Önceki gece Gebze Belediye Başkanı Adnan Köşker ile birlikte Kent Meydanı’na yürüdük. Sergi Sarayı’nın önünden meydana yürümeye başladığımızda hissettiklerim, gördüklerim anlatılacak gibi değil.
Geçirdiği iki yerel seçimi bir tarafa bırakalım, ilk kez Köşker’in böylesi bir yoğun sevgi seli ile karşılaştığına şahit oluyordum. Köşker’i gören herkes yanında olmak, el tutmak, fotoğraf çekilmek, sohbet etmek, dertleşmek için sıraya giriyordu adeta. Bir belediye başkanı bu denli mi halkıyla bütünleşebilirdi, görmüş olduk.
Bir iki fotoğraf yansıtayım…
Mesela Çamlık parkı içinde Gebzespor çadırı var. Orada nöbet tutan çok sayıda taraftar-futbolcu Köşker’i görünce davet ettiler. Kardeşlik, barış, ülke sevdası dedikleri sıcaklık ve Köşker’i sahiplenme o çadırda kendini gösteriyordu.
Meydanın içinde kurulu bir platform var. Yan tarafında misafirler, yöneticiler oturuyor. Platformun önü meydana bakıyor, konuşmalar buradan yapılıyor. İğne atsanız yere düşmeyecek bir kalabalık seli kaplamıştı meydanı. Çamlık parkı dolu, cafeler etrafı dolu, meydan zaten ana baba günü. Dikkatimi çeken bir ayrıntıyı da aktarayım; O gece sayıları yüzü bulan Suriyeliler ellerinde bayraklarla kalabalığa karıştılar. Türk ve Suriye bayraklarıyla Türkiye lehine sıloganlar atıp Cumhurbaşkanı Erdoğan’a destek veriyorlardı. Bir ara Köşker’le karşılaştılar, o görüntü anlatılamaz işte. Kendi babalarını görmüşçesine Köşker’e sarıldılar.

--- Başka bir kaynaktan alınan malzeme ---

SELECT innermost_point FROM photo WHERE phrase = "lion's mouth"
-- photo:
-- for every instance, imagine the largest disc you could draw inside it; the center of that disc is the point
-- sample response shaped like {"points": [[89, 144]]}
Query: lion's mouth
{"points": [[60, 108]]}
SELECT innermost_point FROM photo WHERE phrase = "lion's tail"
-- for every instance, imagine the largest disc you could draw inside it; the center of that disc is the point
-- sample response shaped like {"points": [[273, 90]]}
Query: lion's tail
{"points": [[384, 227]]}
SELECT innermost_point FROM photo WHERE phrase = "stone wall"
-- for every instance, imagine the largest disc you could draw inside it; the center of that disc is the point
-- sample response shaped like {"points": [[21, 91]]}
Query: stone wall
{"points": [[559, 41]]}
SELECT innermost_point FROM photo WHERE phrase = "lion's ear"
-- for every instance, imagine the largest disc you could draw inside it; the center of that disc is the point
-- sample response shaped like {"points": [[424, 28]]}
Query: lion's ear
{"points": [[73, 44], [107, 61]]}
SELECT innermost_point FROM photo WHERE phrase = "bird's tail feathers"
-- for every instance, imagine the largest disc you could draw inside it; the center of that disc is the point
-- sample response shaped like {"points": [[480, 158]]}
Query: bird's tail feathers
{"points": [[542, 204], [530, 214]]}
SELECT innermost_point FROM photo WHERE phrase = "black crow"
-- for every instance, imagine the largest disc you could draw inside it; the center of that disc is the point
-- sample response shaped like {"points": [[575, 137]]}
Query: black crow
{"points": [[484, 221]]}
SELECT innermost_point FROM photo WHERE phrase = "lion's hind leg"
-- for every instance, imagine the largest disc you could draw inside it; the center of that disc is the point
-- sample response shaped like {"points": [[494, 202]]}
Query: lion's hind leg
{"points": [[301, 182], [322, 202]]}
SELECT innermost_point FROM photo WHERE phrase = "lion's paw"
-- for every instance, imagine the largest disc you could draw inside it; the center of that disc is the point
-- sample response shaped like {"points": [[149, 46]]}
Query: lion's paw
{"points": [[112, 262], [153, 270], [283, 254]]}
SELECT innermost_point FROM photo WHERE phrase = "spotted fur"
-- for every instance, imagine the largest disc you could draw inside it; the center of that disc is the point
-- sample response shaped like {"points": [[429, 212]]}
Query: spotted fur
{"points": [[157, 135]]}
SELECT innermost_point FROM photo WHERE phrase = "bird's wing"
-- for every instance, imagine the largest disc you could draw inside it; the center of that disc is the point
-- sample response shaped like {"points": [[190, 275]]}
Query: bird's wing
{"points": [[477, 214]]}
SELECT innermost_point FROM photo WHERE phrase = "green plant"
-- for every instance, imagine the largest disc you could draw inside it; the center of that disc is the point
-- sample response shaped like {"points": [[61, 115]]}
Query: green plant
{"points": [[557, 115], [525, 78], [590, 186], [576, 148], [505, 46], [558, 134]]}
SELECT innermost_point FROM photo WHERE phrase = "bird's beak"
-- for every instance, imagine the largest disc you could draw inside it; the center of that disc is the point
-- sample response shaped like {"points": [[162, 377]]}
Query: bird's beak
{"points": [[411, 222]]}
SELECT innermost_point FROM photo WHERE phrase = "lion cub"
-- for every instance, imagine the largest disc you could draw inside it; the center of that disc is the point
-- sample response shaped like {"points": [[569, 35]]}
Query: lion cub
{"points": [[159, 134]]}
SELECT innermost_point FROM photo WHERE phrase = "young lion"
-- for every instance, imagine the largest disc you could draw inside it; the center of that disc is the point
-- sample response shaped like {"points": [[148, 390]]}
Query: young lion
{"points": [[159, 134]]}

Tüm bunlar olup biterken us’umda farklı düşünceler cereyan ediyordu. Son günlerde yine Köşker aleyhine düğmeye basan fırsat simsarlarının oluşturmak istedikleri algı operasyonları. Hani Köşker’i cemaat yapılanmasının içine sokmak isteyen üç-beş kişi var ya, onlara sadece ‘’siyasi fesat, çekemez, iftiracı’’ demek doğru olur. Bu konuyu gelecek yazımda ayrıntılarıyla işleyeceğim.